[PATCH] D66397: [Diagnostics] Improve -Wxor-used-as-pow

Nico Weber via Phabricator via cfe-commits cfe-commits at lists.llvm.org
Fri Aug 23 06:47:31 PDT 2019


thakis added a comment.

In D66397#1642012 <https://reviews.llvm.org/D66397#1642012>, @Quuxplusone wrote:

> @thakis wrote:
>
> > What was the motivation for firing on more than bare literals?
>
> Well, fundamentally, there is no difference in code quality between any of these snippets:
>
>   #define BIG 300
>   double bigpower1() { return 10 ^ BIG; }
>   
>   static constexpr int BIG = 300; double bigpower2() { return 10 ^ BIG; }
>   
>   double bigpower3(int BIG) { return 10 ^ BIG; }
>   
>   double bigpower4(int BIG) { return 10 ^ (BIG+1); }
>   
>   minval -= 10 ^ -precision;  // https://codesearch.isocpp.org/actcd19/main/q/qgis/qgis_2.18.28+dfsg-2/src/gui/editorwidgets/qgsrangewidgetwrapper.cpp
>   intermediate = (str[offset] - '0') / (10 ^ lpc);  // https://codesearch.isocpp.org/actcd19/main/p/pacemaker/pacemaker_1.1.18-2/lib/common/iso8601.c
>   real_loop += (((unsigned int) *argv[4]+k) - 48) * 10^(strlen(argv[4]) - (k+1));  // https://codesearch.isocpp.org/actcd19/main/liba/libaria/libaria_2.8.0+repack-1.2/tests/testCOM.cpp


Thanks for the real-world examples, these are convincing.

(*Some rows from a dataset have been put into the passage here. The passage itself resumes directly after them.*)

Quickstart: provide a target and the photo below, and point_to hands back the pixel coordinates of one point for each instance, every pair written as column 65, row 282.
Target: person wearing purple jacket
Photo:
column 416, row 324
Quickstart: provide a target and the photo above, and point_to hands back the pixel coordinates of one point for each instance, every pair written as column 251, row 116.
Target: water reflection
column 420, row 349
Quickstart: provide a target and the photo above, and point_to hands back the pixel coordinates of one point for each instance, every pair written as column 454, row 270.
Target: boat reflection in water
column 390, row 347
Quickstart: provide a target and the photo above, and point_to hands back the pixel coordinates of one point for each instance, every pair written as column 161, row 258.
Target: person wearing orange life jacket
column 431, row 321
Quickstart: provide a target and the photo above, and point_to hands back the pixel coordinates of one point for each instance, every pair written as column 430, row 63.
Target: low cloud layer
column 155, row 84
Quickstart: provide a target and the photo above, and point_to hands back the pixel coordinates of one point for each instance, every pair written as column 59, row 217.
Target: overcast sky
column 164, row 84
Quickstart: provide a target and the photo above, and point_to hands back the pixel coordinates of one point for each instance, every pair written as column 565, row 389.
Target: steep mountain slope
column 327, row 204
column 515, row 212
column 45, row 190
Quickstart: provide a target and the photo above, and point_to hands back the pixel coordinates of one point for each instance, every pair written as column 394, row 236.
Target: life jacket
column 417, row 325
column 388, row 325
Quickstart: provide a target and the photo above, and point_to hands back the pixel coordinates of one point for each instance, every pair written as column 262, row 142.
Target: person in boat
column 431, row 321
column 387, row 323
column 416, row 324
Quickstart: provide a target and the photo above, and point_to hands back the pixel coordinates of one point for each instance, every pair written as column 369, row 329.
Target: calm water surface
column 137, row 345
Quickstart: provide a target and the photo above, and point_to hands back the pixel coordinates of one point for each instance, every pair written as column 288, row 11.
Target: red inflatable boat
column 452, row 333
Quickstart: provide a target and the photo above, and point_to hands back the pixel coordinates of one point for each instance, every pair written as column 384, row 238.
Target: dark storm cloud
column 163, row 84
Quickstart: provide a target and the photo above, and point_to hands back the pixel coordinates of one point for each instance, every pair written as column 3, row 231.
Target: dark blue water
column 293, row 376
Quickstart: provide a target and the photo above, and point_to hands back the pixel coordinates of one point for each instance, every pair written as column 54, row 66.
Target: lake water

> If you seriously mean "xor", then you shouldn't be writing code that looks like you meant "exponentiate." I don't think it matters whether the LHS or RHS come from literals, macros, constexpr variables, const variables, function calls, additions, subtractions, or what-have-you. It seems reasonable, when you write `10 ^ x` or `2 ^ x` in C++, for the compiler to tell you about it so you can go fix it. (Admittedly it looks like a slippery slope to `int square(int n) { return n ^ 2; }` — but we can be data-driven here. There are no true-positive instances of `^ 2` in our corpus, whereas there are many true positives of `10 ^` and `2 ^`.)

Right, I agree with the "data-driven" bit. Hence my point that if in practice all true positives are from literals, then we should only warn on literals. The examples you posted show that that's not the case.

I now agree that it makes sense to warn when the operands are macros or variables.